この世には様々なジャンルの批評があります。
映画や書物の批評はもちろんのこと、レストランのレビューやお酒のテイスティング、香水のレビューまで。もちろん音楽批評も含まれるでしょう。

では音楽を他ジャンルの語法で批評したらどうなるのでしょうか?

このシリーズではBeach Boys "Pet Sounds"の批評を様々な分野のレビュワーが批評します。

前回まではこちら。

今回は葉巻のテイスティングノート風に書いてもらいました。


どうも、EPOCALCです。
今日は新しい葉巻を購入しましたので、レビューしたいと思います。

"Pet Sounds"

アメリカで生産されている、古典的な葉巻の一つです。発売当時のアメリカ国内売上は芳しくなかったものの、イギリスを中心に人気に火が付き以来世界的な名シガーとして名を馳せています。また流行のおかげか、最近になってさらに評判を増してきているそうです。これは期待できますね!

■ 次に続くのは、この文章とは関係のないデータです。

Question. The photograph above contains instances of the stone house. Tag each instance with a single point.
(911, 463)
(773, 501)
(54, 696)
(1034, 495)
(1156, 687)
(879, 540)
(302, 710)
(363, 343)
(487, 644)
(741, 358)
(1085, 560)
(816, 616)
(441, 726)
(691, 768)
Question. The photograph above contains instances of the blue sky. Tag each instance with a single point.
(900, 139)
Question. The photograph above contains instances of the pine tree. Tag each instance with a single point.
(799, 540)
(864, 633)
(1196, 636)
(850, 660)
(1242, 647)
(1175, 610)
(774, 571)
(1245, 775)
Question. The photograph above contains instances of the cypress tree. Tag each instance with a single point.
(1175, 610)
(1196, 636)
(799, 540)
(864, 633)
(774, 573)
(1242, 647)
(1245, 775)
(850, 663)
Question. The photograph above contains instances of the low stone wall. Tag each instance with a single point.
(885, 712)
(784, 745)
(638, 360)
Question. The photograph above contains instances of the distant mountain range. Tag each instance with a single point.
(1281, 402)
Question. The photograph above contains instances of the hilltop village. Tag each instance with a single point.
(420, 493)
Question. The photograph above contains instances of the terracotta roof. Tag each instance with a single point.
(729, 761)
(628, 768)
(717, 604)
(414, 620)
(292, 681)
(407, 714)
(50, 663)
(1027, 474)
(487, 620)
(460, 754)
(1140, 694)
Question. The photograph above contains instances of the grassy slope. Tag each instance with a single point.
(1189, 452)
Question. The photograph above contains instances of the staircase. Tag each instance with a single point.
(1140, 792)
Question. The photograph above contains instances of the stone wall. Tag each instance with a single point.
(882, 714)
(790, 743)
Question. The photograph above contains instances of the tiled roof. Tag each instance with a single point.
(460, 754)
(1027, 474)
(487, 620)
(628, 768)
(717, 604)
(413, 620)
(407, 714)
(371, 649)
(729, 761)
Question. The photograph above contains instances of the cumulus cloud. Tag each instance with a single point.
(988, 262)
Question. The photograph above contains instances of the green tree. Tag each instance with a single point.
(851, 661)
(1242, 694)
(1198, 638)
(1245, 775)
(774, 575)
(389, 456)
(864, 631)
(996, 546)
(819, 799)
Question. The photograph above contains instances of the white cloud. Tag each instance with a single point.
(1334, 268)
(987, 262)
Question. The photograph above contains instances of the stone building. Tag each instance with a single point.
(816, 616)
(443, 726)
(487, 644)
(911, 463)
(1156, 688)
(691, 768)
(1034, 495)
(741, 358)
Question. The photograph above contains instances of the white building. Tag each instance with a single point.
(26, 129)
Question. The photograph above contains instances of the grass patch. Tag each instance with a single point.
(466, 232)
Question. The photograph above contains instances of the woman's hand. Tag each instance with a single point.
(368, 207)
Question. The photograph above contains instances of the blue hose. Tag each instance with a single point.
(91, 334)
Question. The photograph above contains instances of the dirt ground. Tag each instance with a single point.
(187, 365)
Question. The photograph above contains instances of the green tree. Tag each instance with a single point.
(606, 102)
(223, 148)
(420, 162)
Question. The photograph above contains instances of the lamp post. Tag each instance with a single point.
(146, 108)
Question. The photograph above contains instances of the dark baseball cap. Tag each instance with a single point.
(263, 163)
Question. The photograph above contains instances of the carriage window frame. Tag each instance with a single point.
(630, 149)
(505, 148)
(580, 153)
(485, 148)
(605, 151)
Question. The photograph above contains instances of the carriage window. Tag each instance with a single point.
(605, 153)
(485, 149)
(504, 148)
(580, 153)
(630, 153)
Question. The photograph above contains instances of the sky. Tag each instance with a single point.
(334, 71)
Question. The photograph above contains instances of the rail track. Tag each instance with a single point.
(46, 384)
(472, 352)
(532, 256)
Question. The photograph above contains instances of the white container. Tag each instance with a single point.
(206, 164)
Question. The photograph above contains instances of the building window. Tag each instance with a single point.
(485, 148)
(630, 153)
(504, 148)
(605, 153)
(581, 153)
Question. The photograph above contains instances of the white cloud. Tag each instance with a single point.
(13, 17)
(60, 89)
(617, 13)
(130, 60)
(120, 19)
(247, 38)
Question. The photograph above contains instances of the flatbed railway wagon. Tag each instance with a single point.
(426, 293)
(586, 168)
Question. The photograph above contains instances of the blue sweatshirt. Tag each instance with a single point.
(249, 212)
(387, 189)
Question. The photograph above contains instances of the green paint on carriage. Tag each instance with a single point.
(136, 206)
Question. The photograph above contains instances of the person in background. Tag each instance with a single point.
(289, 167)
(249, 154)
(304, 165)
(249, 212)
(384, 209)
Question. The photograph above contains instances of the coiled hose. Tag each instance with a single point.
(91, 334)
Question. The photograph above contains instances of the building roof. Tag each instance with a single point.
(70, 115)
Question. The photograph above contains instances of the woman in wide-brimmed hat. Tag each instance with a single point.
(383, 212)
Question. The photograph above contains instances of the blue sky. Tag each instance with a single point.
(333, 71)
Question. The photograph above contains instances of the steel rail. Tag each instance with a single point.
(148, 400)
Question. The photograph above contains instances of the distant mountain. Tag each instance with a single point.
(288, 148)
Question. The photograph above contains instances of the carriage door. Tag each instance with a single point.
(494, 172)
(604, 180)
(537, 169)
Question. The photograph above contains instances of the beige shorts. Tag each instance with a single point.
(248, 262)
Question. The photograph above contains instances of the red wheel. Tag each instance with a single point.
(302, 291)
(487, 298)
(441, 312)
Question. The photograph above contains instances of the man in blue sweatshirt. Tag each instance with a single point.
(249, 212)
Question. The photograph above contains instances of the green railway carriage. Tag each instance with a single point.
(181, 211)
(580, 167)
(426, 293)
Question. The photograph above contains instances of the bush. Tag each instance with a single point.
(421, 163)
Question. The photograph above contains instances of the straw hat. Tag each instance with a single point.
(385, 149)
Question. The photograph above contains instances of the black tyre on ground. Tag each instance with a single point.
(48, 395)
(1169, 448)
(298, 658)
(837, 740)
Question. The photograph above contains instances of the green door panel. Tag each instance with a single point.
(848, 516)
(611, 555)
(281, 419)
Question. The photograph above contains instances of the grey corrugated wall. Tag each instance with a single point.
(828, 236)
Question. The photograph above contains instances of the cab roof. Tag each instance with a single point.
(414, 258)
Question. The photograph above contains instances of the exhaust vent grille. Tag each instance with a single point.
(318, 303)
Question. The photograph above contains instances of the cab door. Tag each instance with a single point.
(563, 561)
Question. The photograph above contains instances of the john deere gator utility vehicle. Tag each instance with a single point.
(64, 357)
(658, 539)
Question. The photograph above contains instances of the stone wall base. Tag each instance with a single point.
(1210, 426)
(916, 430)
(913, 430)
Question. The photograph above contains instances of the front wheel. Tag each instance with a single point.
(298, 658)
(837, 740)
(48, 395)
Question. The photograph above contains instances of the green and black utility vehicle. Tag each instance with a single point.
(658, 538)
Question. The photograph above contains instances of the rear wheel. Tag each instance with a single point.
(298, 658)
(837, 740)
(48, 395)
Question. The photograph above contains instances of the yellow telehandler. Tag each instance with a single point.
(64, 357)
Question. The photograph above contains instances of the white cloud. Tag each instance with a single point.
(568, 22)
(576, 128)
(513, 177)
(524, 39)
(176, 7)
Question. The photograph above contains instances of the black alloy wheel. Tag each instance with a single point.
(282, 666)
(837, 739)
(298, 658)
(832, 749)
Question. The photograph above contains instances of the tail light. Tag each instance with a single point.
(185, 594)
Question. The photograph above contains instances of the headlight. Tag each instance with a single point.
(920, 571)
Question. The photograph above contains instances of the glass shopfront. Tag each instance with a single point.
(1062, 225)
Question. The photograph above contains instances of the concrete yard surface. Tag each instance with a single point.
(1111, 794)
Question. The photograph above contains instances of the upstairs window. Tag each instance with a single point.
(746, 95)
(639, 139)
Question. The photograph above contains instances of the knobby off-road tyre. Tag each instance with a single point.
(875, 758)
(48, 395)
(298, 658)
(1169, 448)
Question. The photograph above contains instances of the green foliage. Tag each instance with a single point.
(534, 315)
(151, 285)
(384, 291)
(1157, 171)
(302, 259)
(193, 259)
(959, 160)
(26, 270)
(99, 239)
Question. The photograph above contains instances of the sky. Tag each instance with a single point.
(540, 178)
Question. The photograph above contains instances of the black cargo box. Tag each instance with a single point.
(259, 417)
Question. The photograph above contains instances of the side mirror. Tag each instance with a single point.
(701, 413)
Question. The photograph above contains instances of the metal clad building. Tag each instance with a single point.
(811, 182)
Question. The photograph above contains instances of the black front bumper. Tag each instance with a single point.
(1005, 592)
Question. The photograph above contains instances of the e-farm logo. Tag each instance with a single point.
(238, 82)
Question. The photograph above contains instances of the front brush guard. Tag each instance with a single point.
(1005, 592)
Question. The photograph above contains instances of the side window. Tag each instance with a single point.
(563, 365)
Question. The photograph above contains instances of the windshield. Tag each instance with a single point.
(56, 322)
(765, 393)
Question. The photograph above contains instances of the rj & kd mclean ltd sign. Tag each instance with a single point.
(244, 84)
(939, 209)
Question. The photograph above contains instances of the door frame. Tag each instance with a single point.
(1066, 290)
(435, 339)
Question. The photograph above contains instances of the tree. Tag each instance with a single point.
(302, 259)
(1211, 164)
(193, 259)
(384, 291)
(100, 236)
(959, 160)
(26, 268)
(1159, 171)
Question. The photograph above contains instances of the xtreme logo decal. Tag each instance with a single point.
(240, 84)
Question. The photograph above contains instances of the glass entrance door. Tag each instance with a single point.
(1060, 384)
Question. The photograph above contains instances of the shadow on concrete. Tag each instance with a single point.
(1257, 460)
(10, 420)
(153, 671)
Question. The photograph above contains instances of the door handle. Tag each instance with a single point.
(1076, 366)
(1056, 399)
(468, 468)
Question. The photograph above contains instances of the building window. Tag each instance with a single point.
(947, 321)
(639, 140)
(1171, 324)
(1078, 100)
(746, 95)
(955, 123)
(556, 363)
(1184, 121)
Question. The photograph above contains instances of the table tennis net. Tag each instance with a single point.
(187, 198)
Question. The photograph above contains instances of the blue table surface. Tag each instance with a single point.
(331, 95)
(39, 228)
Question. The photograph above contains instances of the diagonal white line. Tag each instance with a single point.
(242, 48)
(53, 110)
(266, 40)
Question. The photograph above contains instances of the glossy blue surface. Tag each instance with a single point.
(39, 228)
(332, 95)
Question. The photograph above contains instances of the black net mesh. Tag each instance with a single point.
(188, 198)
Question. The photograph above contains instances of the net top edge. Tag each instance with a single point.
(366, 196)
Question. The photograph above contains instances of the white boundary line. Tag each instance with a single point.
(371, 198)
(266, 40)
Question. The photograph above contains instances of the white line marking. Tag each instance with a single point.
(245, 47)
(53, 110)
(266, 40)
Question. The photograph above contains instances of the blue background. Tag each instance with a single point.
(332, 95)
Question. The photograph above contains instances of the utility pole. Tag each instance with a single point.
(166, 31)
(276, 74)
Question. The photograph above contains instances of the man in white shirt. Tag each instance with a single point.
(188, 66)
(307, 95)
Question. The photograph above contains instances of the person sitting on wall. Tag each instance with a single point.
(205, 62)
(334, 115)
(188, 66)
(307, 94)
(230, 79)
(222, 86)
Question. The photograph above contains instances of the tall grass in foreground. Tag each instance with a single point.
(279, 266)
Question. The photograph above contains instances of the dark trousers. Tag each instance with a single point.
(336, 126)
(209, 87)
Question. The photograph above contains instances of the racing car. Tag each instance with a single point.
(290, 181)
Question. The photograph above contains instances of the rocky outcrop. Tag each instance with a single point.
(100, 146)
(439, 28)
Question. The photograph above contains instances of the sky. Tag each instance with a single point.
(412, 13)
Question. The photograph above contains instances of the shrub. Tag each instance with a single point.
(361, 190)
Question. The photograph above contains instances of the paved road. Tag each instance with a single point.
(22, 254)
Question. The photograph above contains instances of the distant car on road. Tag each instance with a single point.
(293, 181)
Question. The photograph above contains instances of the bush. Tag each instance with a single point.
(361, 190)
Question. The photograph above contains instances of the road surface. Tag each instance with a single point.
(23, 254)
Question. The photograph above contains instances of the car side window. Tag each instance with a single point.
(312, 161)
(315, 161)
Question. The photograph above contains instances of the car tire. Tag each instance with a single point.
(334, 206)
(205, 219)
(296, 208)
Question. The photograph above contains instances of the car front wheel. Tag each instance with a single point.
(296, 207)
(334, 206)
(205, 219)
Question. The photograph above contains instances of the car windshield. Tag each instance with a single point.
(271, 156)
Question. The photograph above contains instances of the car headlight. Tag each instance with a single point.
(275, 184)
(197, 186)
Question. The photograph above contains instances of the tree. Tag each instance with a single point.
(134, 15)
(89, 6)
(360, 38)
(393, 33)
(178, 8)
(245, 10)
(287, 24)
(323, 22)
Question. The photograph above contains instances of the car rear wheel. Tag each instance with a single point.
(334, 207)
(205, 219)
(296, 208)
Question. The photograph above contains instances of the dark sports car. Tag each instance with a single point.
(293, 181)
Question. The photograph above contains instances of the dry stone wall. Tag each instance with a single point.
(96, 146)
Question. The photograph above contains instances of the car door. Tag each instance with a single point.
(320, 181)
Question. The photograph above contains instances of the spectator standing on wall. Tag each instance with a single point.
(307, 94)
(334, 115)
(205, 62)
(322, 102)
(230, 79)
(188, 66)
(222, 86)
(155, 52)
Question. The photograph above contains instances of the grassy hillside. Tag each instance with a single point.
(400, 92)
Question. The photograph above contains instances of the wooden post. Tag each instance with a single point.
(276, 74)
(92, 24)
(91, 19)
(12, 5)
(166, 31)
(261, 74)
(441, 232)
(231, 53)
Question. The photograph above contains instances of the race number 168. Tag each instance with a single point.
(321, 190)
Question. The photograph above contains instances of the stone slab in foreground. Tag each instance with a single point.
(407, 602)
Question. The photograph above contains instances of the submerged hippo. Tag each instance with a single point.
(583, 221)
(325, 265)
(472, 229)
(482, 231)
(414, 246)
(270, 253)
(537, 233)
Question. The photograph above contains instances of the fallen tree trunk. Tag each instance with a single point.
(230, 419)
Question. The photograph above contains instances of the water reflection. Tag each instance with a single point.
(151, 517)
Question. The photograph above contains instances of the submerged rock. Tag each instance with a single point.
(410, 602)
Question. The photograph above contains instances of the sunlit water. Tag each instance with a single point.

ちなみに、レビューの前に自宅で二週間ほど熟成させています。


○葉巻外観・ドロー

※葉巻レビューでは着火前に外観とドロー(点火前の吸い心地)をチェックします。

ラッパー(※1)の色は薄め。緑の外装が印象的なものになっています。古典的な方法で生産されていたためか、当時の葉巻と比しても地味なものであったそう。

ドローは良好。土や木の濃厚な香り。これを動物園の匂いと評する人もいそうです。


○序盤

※葉巻は味や香りが変わります。その為レビューも序盤・中盤・終盤で行います。

序盤から濃厚かつ滑らかなチョコレートの甘さからスタート。かなり華やかなスタートと言える。かなり旨い!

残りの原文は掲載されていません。